Alors quoi donc ?? Eh bien me vient l'envie de prolonger un peu les questions que j'ai soulevées dans l'article "Bilbao" sur la nécessité de remettre de la culture dans nos quotidiens.
Certes je ne pense pas qu'on puisse cultiver la population contre son gré, mais je pense en revanche qu'on peut et qu'on doit donner à voir, à lire et à entendre au plus grand nombre... On parle chez les enfants d'éveil des sens, éveil musical, etc.

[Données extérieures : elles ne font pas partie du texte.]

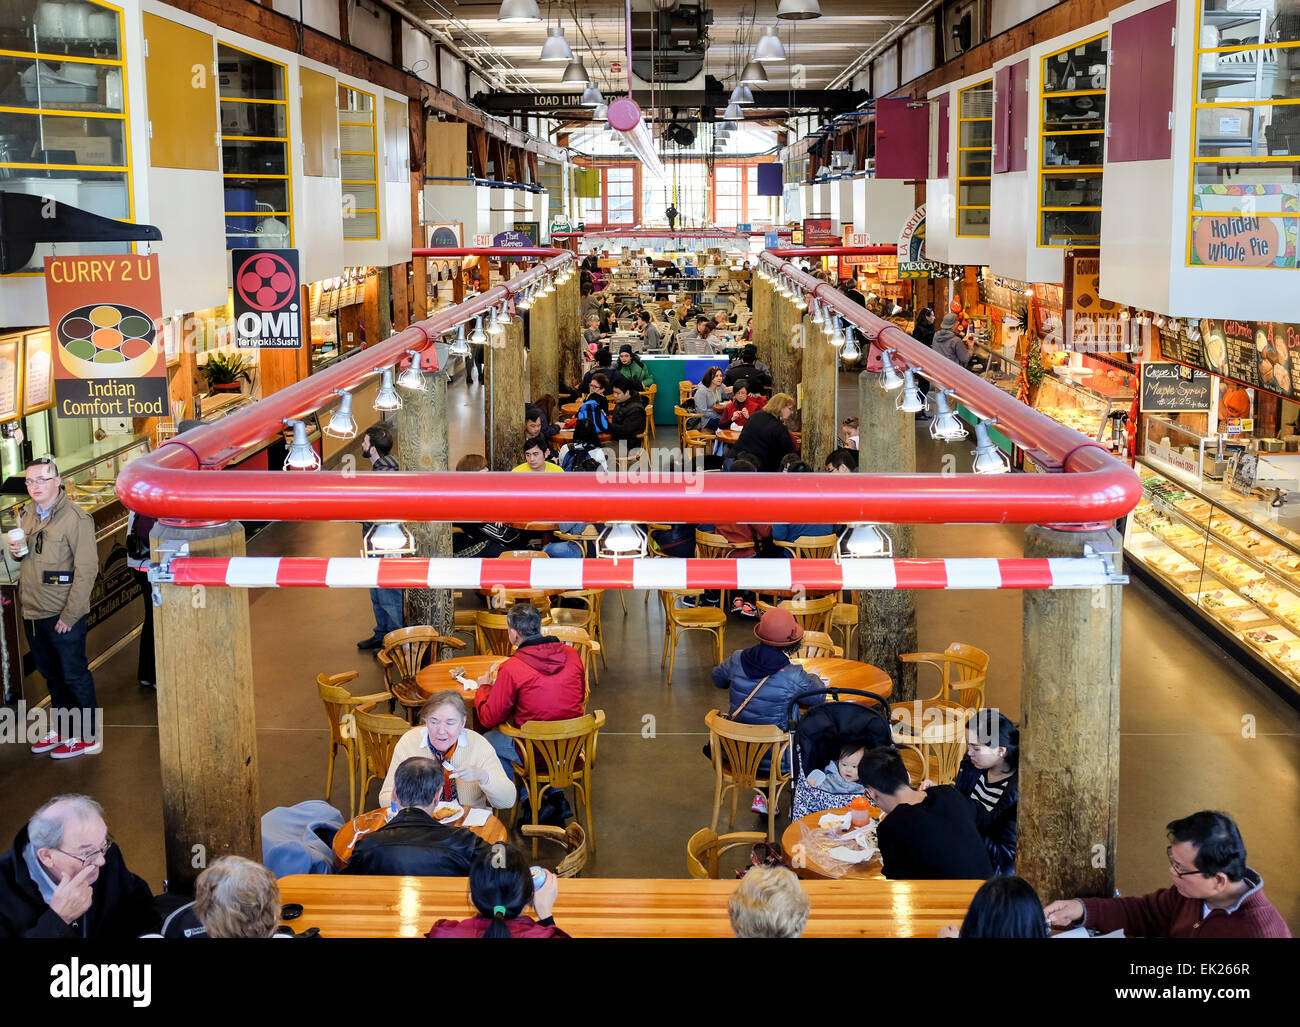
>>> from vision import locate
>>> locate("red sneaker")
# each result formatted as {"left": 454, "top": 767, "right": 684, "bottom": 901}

Je vois la même nécessité à grande échelle, et auprès des adultes...
A Madrid, certains cinéma font payer 1 euro la séance, et sont plein à craquer ; dans la même ville, une fois par mois, tous les théatres ouvrent leur portes pour à peine 3 euros... Voilà des politiques municipales simples et susceptibles d'éveiller la curiosité !
On constate tous les jours que les spectateurs, du fait du prix des places, ne prennent pas de risques : à Toulouse on a pu voir Le père noëel est une ordure ou Cuisines et dépendances rester trois mois à l'affiche et faire salle comble, mais quand Les Fourmis mettent en scène la guerre d'espagne, sujet pourtant familier et cher à une grande partie de la population toulousaine, ils peinent à rembourser les frais engagés....
Donner à voir au plus grand nombre, ce n'est pas s'assurer du bon goût des spectateurs, ni même plus simplement de leur approbation, mais c'est l'occasion de susciter curiosité et interrogations, de faire parler, faire penser, faire vivre en somme...
Alors que faire, comment agir ??
Lors de cette campagne municipale, nous avons proposé ce qui pour moi constitue un terreau de départ interessant (même s'il ne faut surtout pas s'en contenter), soumis par les motivés dont les capacités dans ce domaine sont bien réelles (rendons à César....). Le point le plus concret évoqué est la proposition d'instaurer une carte culture, qui permette de moduler les tarifs culturels en fonction des revenus...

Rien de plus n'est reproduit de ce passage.